Instituut-Lorentz for Theoretical Physics, Leiden University, P.O. Box 9506, 2300 RA Leiden, The Netherlands.
Institut de Mathématiques, Station 8, Ecole Polytechnique Fédérale de Lausanne (EPFL), Lausanne CH-1015, Switzerland.
Nucleic Acids Res. 2018 Jul 2;46(W1):W5-W10. doi: 10.1093/nar/gky351.

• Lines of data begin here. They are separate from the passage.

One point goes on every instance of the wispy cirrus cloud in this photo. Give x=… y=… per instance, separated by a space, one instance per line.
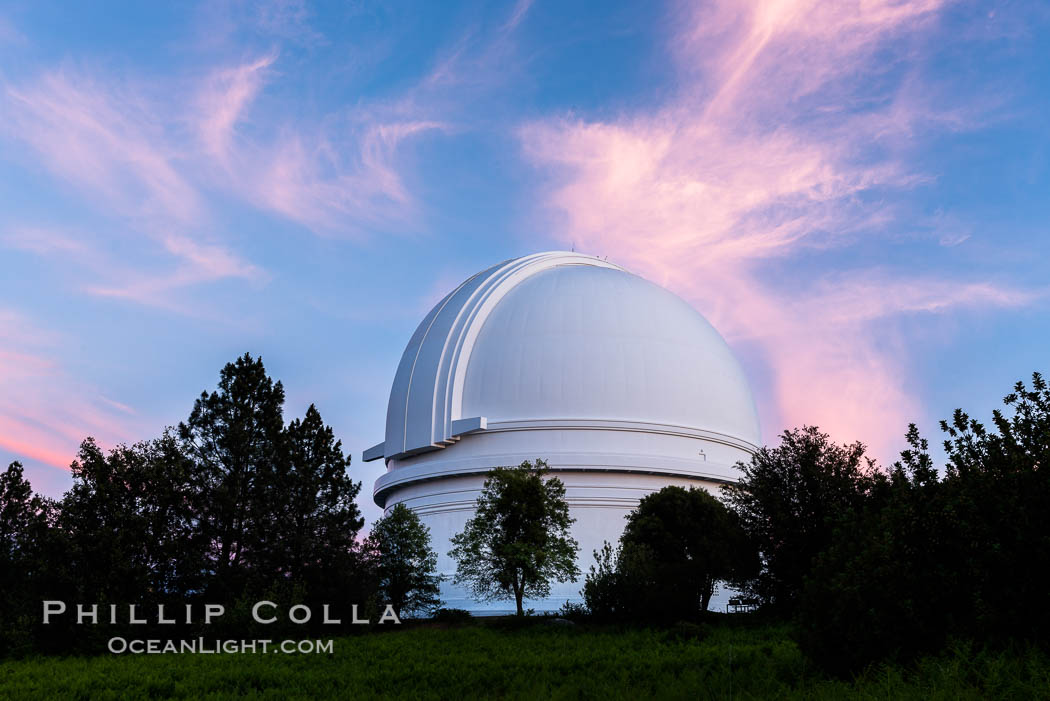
x=45 y=412
x=773 y=151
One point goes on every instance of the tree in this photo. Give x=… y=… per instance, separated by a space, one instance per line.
x=129 y=523
x=518 y=540
x=25 y=521
x=789 y=502
x=314 y=512
x=236 y=439
x=404 y=561
x=603 y=590
x=677 y=545
x=930 y=557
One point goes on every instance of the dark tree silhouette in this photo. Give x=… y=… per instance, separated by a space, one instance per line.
x=518 y=540
x=404 y=561
x=789 y=502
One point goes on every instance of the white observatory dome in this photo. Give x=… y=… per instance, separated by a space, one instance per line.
x=617 y=383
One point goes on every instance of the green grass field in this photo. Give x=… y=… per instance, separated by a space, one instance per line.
x=539 y=661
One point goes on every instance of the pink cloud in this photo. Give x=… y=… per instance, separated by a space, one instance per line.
x=44 y=411
x=759 y=160
x=223 y=100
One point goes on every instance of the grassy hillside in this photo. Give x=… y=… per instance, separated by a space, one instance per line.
x=532 y=662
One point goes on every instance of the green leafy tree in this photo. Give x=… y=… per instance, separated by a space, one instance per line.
x=518 y=540
x=603 y=590
x=404 y=561
x=789 y=502
x=930 y=557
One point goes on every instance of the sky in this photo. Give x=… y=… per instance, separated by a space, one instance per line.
x=855 y=193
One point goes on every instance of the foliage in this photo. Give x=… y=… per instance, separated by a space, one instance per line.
x=677 y=544
x=450 y=616
x=404 y=561
x=930 y=557
x=789 y=502
x=25 y=518
x=518 y=540
x=540 y=661
x=232 y=506
x=602 y=590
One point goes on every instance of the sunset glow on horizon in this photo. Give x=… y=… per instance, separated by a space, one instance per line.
x=855 y=194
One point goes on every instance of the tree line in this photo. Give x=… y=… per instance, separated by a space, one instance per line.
x=868 y=564
x=230 y=507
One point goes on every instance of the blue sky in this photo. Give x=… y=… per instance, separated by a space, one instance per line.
x=856 y=194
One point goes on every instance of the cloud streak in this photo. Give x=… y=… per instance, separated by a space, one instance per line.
x=769 y=155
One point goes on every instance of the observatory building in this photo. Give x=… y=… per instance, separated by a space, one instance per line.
x=618 y=384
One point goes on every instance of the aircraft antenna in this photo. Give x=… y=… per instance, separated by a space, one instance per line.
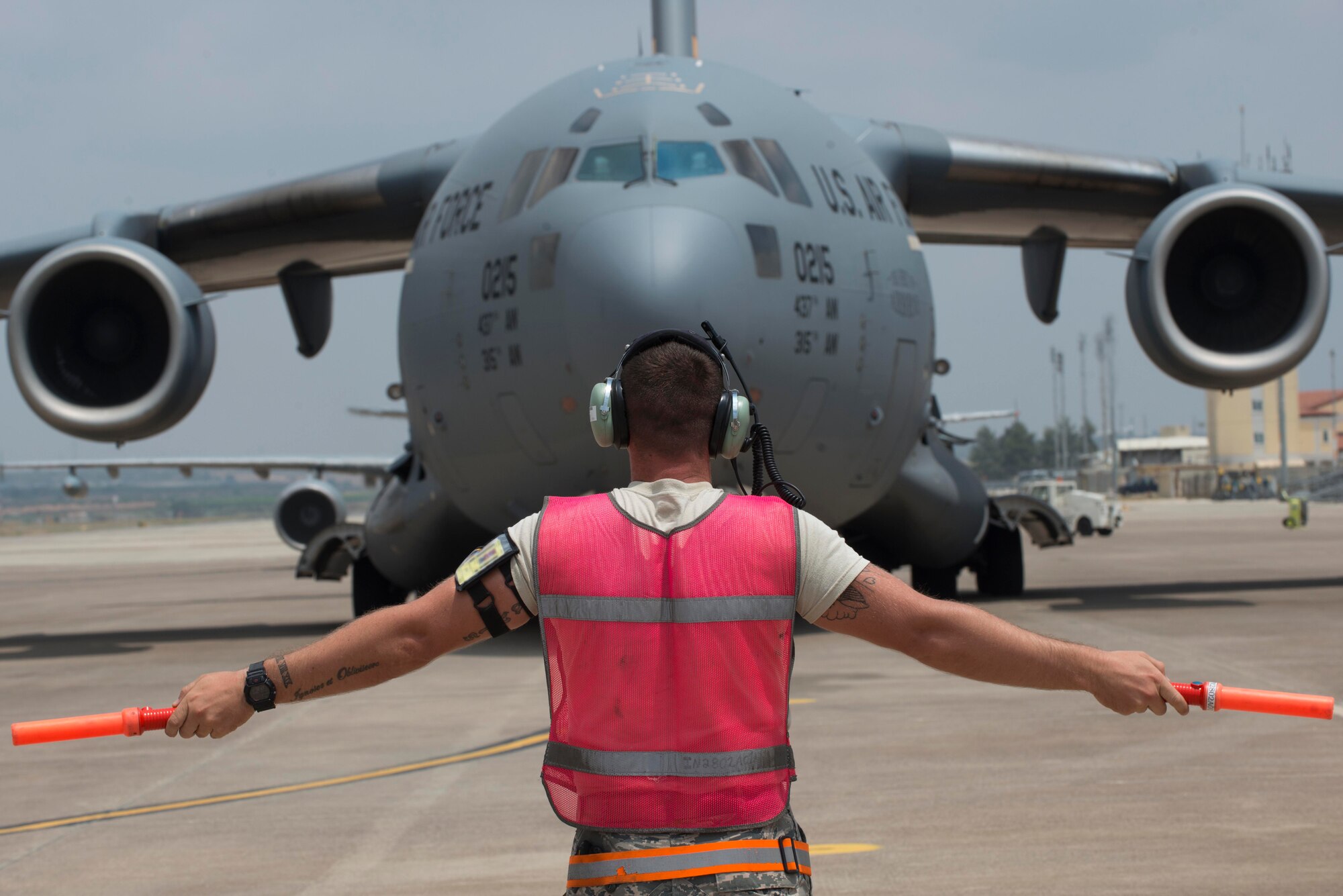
x=674 y=28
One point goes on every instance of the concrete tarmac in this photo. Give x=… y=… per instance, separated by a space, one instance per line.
x=964 y=788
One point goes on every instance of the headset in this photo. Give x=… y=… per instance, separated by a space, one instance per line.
x=731 y=434
x=731 y=420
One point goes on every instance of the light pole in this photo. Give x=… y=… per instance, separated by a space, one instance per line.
x=1334 y=413
x=1082 y=361
x=1282 y=436
x=1114 y=393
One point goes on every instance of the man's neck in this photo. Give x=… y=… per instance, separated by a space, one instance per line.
x=651 y=468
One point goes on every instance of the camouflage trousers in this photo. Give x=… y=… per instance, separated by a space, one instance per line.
x=734 y=885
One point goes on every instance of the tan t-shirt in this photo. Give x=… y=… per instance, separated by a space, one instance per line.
x=827 y=564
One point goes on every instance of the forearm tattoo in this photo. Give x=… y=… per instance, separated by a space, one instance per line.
x=284 y=673
x=853 y=600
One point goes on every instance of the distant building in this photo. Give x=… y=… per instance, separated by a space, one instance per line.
x=1318 y=409
x=1244 y=434
x=1164 y=450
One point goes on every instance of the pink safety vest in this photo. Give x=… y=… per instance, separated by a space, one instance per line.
x=668 y=663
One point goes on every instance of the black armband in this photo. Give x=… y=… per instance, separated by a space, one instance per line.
x=471 y=579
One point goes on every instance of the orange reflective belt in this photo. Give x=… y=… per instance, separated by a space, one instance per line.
x=635 y=866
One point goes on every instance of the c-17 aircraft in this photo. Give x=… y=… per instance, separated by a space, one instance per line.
x=656 y=192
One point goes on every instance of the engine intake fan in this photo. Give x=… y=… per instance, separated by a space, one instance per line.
x=109 y=340
x=1230 y=286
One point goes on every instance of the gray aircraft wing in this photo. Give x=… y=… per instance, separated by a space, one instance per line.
x=373 y=468
x=353 y=220
x=972 y=189
x=972 y=416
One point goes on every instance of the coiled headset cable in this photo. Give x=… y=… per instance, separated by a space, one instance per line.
x=759 y=440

The sequence-dependent statistical mechanical properties of fragments of double-stranded DNA is believed to be pertinent to its biological function at length scales from a few base pairs (or bp) to a few hundreds of bp, e.g. indirect read-out protein binding sites, nucleosome positioning sequences, phased A-tracts, etc. In turn, the equilibrium statistical mechanics behaviour of DNA depends upon its ground state configuration, or minimum free energy shape, as well as on its fluctuations as governed by its stiffness (in an appropriate sense). We here present cgDNAweb, which provides browser-based interactive visualization of the sequence-dependent ground states of double-stranded DNA molecules, as predicted by the underlying cgDNA coarse-grain rigid-base model of fragments with arbitrary sequence. The cgDNAweb interface is specifically designed to facilitate comparison between ground state shapes of different sequences. The server is freely available at cgDNAweb.epfl.ch with no login requirement.
双链 DNA 片段的序列依赖性统计力学性质被认为与其生物学功能有关,其长度范围从几个碱基对(bp)到几百个 bp,例如间接读取蛋白结合位点、核小体定位序列、相 A 链段等。反过来,DNA 的平衡统计力学行为取决于其基态构型或最小自由能形状,以及由其刚度(在适当意义上)控制的波动。我们在这里提出了 cgDNAweb,它提供了基于浏览器的双链 DNA 分子序列依赖性基态的交互式可视化,这是由具有任意序列的 cgDNA 粗粒度刚性碱基模型预测的。cgDNAweb 界面专门设计用于促进不同序列的基态形状之间的比较。该服务器可在 cgDNAweb.epfl.ch 上免费使用,无需登录。